1. Ginger root is used by many as a dietary supplement. A manufacturer of supplements produces capsules that are advertised to contain at least 500 mg. of ground ginger root. A consumer advocacy group doubts this claim and tests the hypotheses H0: ? = 500 Ha: ? < 500 based on measuring the amount of ginger root in a SRS of 100 capsules. Suppose the results of the test fail to reject H0 when, in fact, the alternative hypothesis is true. In this case the consumer advocacy group will have
a. committed a Type I error.
b. committed a Type II error.
c. no power to detect a mean of 500.
2. A researcher reports that a test is "significant at 5%." This test will be
a. Significant at 1%.
b. Not significant at 1%.
c.
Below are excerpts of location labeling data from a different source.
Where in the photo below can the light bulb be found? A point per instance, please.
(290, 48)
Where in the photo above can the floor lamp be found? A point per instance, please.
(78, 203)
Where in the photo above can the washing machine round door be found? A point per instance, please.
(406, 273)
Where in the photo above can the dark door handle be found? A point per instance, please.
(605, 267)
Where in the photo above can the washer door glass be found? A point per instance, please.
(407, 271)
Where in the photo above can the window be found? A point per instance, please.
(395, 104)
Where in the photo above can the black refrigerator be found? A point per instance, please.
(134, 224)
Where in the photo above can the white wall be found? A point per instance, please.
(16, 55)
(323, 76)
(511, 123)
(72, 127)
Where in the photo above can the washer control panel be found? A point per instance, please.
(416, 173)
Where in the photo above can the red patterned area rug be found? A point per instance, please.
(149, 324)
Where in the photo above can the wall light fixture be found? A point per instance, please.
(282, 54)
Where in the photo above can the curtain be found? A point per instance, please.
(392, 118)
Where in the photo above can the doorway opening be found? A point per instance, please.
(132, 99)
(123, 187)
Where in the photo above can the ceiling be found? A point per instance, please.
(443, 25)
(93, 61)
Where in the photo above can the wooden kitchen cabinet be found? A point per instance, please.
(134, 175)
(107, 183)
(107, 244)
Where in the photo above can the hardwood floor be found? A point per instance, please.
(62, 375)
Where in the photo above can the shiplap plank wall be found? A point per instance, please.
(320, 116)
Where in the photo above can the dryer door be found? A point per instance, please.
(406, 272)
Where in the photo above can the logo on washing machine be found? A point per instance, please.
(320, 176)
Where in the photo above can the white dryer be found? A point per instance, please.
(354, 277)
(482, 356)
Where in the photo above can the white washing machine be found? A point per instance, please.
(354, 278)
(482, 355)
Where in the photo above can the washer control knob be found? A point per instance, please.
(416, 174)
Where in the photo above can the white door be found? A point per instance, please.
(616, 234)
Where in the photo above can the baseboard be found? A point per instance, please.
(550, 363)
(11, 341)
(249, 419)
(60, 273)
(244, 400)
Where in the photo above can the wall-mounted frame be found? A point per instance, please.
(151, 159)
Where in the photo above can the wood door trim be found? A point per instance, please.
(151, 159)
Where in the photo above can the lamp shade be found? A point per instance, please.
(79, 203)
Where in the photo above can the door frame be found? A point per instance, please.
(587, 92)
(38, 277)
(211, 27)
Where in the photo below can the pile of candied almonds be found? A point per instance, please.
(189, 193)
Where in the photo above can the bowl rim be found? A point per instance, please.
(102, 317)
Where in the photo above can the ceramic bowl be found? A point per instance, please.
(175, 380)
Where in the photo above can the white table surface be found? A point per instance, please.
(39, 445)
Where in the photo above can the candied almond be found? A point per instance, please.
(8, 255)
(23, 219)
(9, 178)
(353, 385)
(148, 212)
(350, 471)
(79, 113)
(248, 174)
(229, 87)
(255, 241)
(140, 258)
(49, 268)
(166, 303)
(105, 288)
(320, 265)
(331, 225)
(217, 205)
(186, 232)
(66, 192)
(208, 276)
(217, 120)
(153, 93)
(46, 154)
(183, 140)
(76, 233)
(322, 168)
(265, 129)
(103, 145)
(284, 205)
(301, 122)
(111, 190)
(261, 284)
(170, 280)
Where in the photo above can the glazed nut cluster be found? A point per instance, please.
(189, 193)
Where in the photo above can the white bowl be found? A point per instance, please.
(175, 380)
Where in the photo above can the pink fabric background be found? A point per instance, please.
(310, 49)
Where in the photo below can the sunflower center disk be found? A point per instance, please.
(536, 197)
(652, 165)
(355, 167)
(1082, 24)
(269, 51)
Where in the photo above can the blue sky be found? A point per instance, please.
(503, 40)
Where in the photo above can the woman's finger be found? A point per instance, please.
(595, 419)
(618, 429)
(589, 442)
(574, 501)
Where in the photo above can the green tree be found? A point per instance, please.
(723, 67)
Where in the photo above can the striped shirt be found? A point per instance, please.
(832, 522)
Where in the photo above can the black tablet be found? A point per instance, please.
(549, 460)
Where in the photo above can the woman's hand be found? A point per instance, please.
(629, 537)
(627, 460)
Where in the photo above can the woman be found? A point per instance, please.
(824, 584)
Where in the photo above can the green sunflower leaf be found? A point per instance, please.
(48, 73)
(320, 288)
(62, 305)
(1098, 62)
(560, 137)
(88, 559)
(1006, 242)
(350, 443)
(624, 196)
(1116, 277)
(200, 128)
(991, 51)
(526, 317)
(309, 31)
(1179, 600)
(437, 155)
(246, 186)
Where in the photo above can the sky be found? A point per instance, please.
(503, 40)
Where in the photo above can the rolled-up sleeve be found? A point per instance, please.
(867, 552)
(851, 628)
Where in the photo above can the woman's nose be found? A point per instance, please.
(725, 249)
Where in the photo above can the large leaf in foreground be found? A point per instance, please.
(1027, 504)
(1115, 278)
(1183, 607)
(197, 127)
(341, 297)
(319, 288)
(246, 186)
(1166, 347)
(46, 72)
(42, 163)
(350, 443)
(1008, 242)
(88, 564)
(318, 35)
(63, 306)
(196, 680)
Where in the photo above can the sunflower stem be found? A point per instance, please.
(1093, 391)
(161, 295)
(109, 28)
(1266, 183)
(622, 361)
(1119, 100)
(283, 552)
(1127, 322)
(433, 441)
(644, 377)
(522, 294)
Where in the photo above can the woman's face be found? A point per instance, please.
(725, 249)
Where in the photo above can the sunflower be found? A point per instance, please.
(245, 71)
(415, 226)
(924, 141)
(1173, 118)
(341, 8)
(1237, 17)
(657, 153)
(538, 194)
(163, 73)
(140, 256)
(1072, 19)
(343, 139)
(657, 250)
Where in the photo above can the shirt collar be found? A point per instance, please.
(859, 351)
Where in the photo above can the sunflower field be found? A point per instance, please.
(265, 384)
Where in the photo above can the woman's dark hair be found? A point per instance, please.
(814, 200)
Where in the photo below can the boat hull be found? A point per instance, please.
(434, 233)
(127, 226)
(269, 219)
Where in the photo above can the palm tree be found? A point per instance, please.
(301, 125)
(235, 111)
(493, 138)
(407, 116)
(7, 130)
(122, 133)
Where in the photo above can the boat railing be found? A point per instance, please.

Significant at 10%.
3. Suppose the average Math SAT score for all students taking the exam this year is 480 with standard deviation 100. Assume the distribution of scores is normal. The senator of a particular state notices that the mean score for students in his state who took the Math SAT is 500. His state recently adopted a new mathematics curriculum and he wonders if the improved scores are evidence that the new curriculum has been successful. Since over 10,000 students in his state
took the Math SAT, he can show that the P-value for testing whether the mean score in his state is more than the national average of 480 is less than 0.0001. We may correctly conclude that
a. there is strong statistical evidence that the new curriculum has improved Math SAT scores in his state.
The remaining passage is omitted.